To: Tailgunner Joe
Russian President Vladimir Putin was Boris Yeltsin's chosen successor. Putin was appointed as President by Yeltsin before there was ever any election. Russia's enthusiastic embrace of Yeltsin's chosen successor was hardly a repudiation of Yeltsin's policies. Actually it is.
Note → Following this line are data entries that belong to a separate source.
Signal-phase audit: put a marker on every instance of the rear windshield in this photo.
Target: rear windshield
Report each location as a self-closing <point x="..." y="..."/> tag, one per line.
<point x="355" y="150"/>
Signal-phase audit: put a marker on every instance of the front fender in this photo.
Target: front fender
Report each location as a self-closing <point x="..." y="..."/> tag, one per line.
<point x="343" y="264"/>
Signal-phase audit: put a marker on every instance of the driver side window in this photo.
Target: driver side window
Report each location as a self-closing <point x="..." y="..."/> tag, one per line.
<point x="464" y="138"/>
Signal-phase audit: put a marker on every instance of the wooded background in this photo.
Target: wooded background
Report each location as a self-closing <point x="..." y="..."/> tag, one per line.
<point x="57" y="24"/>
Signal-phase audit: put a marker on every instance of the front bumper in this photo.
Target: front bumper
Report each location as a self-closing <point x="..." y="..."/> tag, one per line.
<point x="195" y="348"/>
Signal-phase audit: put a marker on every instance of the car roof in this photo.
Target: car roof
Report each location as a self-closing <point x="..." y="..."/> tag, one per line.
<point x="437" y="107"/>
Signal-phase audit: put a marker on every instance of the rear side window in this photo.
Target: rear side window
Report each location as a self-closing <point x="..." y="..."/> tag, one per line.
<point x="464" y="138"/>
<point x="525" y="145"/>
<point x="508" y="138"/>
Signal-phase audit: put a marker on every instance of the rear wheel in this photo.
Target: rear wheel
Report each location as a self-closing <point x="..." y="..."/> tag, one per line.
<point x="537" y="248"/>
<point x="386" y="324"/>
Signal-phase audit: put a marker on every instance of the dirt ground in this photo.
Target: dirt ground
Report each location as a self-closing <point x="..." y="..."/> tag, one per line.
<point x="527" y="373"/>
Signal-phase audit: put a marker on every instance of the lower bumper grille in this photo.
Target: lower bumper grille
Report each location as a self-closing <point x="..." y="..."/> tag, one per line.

Yeltsin at the end implicitly admitted the failure of his policies and the nomination of Putin was part of that.
The straw that broke the camel's back was the 1999 NATO attack on Serbia (followed by not abiding by the Kosovo compromise) and Western political support for Islamists in Chechnya.
4 posted on
08/22/2006 11:56:41 AM PDT by
A. Pole
(GBW: "We're going to help build a virtual border, this border is changing and it needs to change")
To: A. Pole
The straw that broke the camel's back was the 1999 NATO attack on Serbia (followed by not abiding by the Kosovo compromise) and Western political support for Islamists in Chechnya. Thanks to Bill Clinton and our leftist Department of State.
5 posted on
08/22/2006 12:02:03 PM PDT by
Carry_Okie
(There are people in power who are truly evil.)
To: A. Pole
Putin hasn't changed Yeltsin's policies. He still supports Iranian jihadists. Is that supposed to make us reverse our own policies?
Actually we already have, but we got nothing in return. It was Clinton who attacked Serbia and supported the Chechens. The USA voted his party out. Russia punishes Bush for what was done by Clinton but forgives Putin for doing exactly the same things as Yeltsin did.